The first insights into the etiopathogenesis of metabolic conditions such as obesity and NAFLD (Non-alcoholic fatty liver disease) emerged from the study of animal models. These models have been important for understanding of the physiopathologic pathways of obesity and related diseases and for the development of treatment methods. In these studies, rats and mice were mostly used as model organisms. Studies on these models have revealed that lipid metabolism involves complex sub-processes controlled by many genes. However, since these models do not accumulate and hydrolyze lipids as biological routines of life, they are not considered specific lipid models and often provide limited therapeutic information. The recent proof that insects and humans, in general, have many common genetic elements, especially in terms of lipid metabolism, and the fact that insects are small and easily reproducible organisms and respond positively to functional genome analysis methods such as RNA interference or Crisper/Cass9 make insects excellent models for the study of lipid metabolism.
The main organ of lipid metabolism in insects is the “fat body”, mainly composed of adipocyte cells. In this context, the vinegar fly “Drosophila melanogaster”, which is an important genetic model, has come to the fore as a third model after the mouse and rat in lipid metabolism studies. However, as in the mouse and rat, the fact that the vinegar fly is not a natural lipid model has limited the availability of information on the treatment of lipid metabolism disorders.

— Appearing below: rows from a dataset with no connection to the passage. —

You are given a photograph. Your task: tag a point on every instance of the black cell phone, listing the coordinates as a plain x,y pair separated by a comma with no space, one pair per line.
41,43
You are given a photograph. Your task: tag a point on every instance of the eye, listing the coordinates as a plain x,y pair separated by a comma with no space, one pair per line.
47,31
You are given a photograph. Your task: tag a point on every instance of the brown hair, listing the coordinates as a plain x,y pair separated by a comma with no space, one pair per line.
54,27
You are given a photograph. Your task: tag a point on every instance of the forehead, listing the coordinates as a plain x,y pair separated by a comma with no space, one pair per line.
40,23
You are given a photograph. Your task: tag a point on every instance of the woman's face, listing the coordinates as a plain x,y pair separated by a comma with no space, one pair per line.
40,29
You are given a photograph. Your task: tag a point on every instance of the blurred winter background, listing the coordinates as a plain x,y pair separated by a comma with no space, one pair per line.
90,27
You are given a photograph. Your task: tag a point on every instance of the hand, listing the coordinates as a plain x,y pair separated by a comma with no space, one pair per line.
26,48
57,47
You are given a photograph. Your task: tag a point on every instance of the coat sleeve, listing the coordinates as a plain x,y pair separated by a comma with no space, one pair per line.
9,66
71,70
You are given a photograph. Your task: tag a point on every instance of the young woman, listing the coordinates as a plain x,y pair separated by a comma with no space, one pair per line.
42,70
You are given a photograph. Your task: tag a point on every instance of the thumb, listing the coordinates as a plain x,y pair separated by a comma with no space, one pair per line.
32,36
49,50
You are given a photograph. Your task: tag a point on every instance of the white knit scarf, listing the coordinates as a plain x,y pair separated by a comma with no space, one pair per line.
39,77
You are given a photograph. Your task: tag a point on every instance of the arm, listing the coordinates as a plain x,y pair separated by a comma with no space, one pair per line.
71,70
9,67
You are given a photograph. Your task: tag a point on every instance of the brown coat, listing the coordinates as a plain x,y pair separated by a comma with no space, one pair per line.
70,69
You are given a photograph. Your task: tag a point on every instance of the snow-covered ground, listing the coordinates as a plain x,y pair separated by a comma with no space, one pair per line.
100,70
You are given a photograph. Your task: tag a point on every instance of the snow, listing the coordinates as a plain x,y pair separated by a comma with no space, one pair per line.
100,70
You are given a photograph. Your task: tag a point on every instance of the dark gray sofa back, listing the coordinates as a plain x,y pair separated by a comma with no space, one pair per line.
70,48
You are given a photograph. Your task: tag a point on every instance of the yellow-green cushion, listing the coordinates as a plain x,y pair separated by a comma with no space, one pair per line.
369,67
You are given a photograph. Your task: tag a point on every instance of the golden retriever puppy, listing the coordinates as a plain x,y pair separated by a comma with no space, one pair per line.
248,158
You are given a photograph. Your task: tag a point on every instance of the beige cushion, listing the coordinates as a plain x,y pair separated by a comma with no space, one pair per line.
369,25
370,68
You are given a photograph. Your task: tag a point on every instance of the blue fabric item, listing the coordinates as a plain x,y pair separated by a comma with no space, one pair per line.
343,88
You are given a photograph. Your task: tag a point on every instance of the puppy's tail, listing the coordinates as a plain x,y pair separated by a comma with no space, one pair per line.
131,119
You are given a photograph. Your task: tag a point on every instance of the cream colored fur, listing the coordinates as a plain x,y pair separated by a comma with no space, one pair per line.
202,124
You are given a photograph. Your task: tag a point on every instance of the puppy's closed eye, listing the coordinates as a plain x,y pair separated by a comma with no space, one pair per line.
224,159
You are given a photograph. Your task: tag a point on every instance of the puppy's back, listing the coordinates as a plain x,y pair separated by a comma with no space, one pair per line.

Studies on how some insects can survive very long winters and freezing temperatures without feeding have led to the concept of “diapause”. Diapause, a period of “rest or sleep” in the absence of feeding, is a great evolutionary achievement for insects to survive harsh winter conditions. Lipids play a primary role in meeting the long-term energy needs of the insect in diapause. Adult individuals of the potato beetle “Leptinotarsa decemlineata” (Coleoptera: Chrysomelidae) can survive harsh winter conditions by spending 6-7 months in hibernation diapause in the soil. Our transcriptome, proteome, lipidome and RNA interference-based functional genome analyses of adipose tissue transcriptome, proteome, lipidome, and RNA interference-based functional genome analyses of potato beetle larvae, which are fed and starved, and adult individuals, which are fed, enter diapause and emerge from diapause, have revealed important clues for understanding the pathways associated with lipid accumulation and hydrolysis and for the treatment of NAFLD. In this manner, we focus on the simulation of NASH and Type II Diabetes in CPB using different feeding regimes and examine the core lipid genes, as well as the hormones such as insulin and glucagon, and neuropeptides involved in appetite. Under the same conditions, we also investigate the calcium homeostasis genes that lead to lipid accumulation and hydrolysis. Overall the significant similarities in human and Colorado potato beetle lipid storage and hydrolysis pathways, in particular the potato beetle insulin and glucagon and “secondary messenger calcium” pathways, offer important opportunities for developing therapeutic cures for obesity and NAFLD.